In the fourth chapter, the author focuses on Blind Expectations, a short story collection by Nwoye, published in 1997. He writes: “Generally, Nwoye is concerned with multiple themes in her works, elaborately making use of the Nigerian society as her settings for easy access and familiration. Her works are about thorough, undisguised analyses of the society in all its complexity, using very commonplace expressions to convey her message. She clamours for social change in all aspects of our lives” (p. 193).

Through the lens of Fajenyo, the reader is made to understand that Nwoye’s short stories are significantly satiric, treating common themes of general interest, including trouble with academics and their community, poverty, abuse of women, exploitation and greed, political rascality, youth gangsterism, identity crisis in a mish-mashy world, betrayal, hypocrisy and pretense, marital crisis, indebtedness, forgiveness, among others (p. 279).

If you haven’t read Nwoye’s fiction before, Fajenyo takes you a step closer to the pages by providing copious excerpts to buttress a myriad of points being made. He, as well, samples specific literary devices and elements of fiction deployed by the author. These samples are useful for researchers, no doubt.
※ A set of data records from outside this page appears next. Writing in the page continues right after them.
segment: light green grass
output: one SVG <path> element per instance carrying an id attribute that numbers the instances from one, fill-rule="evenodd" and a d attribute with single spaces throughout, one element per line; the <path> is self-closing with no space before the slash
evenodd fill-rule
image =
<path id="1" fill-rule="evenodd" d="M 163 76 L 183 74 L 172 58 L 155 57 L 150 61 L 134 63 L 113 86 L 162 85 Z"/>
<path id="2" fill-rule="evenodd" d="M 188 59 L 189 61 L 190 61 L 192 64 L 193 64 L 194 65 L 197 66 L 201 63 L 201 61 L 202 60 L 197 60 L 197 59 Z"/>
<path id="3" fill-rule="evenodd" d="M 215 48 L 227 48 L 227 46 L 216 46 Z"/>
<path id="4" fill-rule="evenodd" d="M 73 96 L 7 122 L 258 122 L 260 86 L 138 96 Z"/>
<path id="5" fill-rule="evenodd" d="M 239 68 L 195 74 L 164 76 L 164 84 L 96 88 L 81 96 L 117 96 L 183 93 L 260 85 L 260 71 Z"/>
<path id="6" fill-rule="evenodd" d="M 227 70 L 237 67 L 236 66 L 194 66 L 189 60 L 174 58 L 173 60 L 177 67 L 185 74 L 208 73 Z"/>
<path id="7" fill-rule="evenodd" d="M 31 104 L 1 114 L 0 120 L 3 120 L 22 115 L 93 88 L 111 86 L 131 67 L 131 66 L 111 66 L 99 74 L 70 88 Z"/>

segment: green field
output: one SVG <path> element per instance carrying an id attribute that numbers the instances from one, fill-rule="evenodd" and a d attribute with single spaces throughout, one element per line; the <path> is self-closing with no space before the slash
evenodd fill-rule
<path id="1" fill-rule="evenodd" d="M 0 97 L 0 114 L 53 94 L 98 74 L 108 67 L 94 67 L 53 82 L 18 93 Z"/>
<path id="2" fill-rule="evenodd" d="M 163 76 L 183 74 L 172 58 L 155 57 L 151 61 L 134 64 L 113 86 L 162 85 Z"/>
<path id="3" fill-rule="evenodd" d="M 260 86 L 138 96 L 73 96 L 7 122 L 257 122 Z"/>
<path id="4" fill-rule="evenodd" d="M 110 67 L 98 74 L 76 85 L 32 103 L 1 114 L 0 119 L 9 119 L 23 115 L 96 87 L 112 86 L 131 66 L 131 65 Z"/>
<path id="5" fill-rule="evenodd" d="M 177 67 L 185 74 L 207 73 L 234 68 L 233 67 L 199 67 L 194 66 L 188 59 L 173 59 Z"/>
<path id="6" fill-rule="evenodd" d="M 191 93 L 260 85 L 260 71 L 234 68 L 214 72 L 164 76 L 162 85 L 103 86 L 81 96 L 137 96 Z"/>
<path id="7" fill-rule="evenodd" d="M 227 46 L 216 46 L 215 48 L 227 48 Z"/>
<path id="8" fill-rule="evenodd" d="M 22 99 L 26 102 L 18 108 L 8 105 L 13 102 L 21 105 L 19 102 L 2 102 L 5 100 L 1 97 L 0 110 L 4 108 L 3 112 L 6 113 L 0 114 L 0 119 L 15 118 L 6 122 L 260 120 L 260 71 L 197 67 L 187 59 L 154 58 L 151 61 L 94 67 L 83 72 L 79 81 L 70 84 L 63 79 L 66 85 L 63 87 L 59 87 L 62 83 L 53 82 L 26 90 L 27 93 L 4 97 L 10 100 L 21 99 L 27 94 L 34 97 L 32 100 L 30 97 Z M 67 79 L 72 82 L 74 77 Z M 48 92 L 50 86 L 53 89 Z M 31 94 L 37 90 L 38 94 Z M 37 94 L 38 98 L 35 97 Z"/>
While the sixth chapter addresses Nwoye’s 2008 offering, A Child of Destiny, which, among others, treats the theme of early marriage in northern Nigeria and education, the seventh chapter takes us to Fetters and Choices where Fajenyo identifies a major theme —international prostitution — propelled by a putrid sense of self-survival largely developed through Itohan, a symbol of greed, selfishness, painlessness, social recklessness, and crippling poverty.  On the eight page, you read about the children’s story entitled The Broken Promise.

Fajenyo, in the ninth chapter, treats Oil Cemetery, one of Nwoye’s later known works, where he xrays the story of evil antics and exploitative tendencies of the oil companies operating in Southern Nigeria, working in concert with indigenous contractors who “pollute, despoil and contaminate the land space while exploiting and suppressing the common people.”

When Fajenyo’s The Writings of May Ifeoma Nwoye… climaxes in the  eleventh chapter, the reader must have been accostumed with the views of Nwoye pertaining to her writings and life in general, in a detailed interview, as well as what other scholars, writers and journalists think about her. This book will be useful to students of literature and gender studies.